Alle ricercatrici, inoltre, viene spesso riservato un trattamento economico insoddisfacente rispetto alla loro posizione. L’Italia, in questo, è un caso emblematico. Non solo le retribuzioni delle nostre ricercatrici sono tra le più basse d’Europa – solo i Paesi dell’Europa orientale offrono salari più modesti – ma sono di molto inferiori anche a quelle dei colleghi maschi, con una differenza del 33,3% (in Spagna il divario è del 25,8% in Francia del 22,8%, in Germania del 18,2%).

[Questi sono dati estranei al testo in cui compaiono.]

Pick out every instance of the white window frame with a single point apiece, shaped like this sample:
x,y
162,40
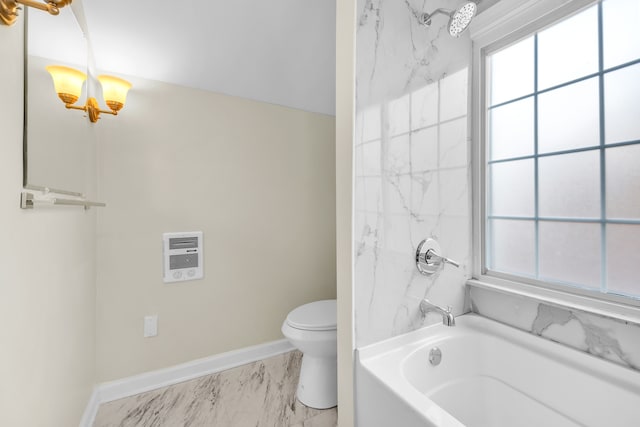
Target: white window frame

Le ragioni che sottostanno alla persistenza di disuguaglianze di genere nella scienza sono molteplici e in parte sono comuni anche agli altri ambiti professionali. Qualsiasi analisi sulle problematiche del lavoro femminile non può mancare di fare riferimento alla difficoltà delle donne di conciliare la propria carriera con gli impegni familiari e la cura dei figli.
In Italia, a questo si aggiungono anche i limiti intrinseci del nostro sistema scientifico. I deboli investimenti in ricerca (1,1% del Pil, contro il 2,1% della Francia, il 2,5% della Germania e il 3,9% della Svezia) e il numero esiguo di ricercatori (3 ogni mille occupati, rispetto agli 8 della Francia e ai 16 della Finlandia) sono fattori che purtroppo hanno forti ricadute anche sull’occupazione femminile e sulle possibilità di ascesa professionale.
Ma l’aspetto che le donne, affacciandosi al mondo della ricerca, avvertono con sempre più intensità è la preponderanza di un modello professionale tipicamente maschile. Interrogate sulle problematiche di genere nelle istituzioni scientifiche, le ricercatrici sottolineano l’atteggiamento spesso auto-discriminatorio che esse stesse hanno nei confronti del proprio ruolo professionale. Sono molte a ritenere che le donne non siano in grado di raggiungere le posizioni di maggior responsabilità in quanto meno disposte degli uomini a lottare per la propria carriera, anche per non dover adottare comportamenti aggressivi propri dei colleghi maschi.
La promozione della partecipazione femminile a tutti i livelli della carriera scientifica dunque non passa soltanto attraverso un miglioramento degli aspetti organizzativi del lavoro femminile, comunque essenziale. Alle politiche di genere si richiedono anche interventi nei percorsi formativi dei futuri scienziati, affinché incoraggino le giovani ad acquisire maggiore consapevolezza e fiducia nelle proprie abilità e competenze, e un impegno crescente nel superare i modelli tradizionali della carriera scientifica e della suddivisione dei ruoli.
Affinché le poche donne ai vertici delle organizzazioni di ricerca non rimangano casi isolati, il primo indispensabile passo è dunque il rafforzamento di un sistema di conferimento dei ruoli realmente meritocratico, che premi in primo luogo le competenze e i risultati. Sarebbero l’organizzazione e l’efficienza della ricerca nel suo complesso a trarne beneficio.
Articolo tratto da Ora vogliamo la stanza dei bottoni, l’altro volto della ricerca tra difficoltà e successi, di Valeria Arzenton, Tutto Scienze – La Stampa, 28 maggio 2008.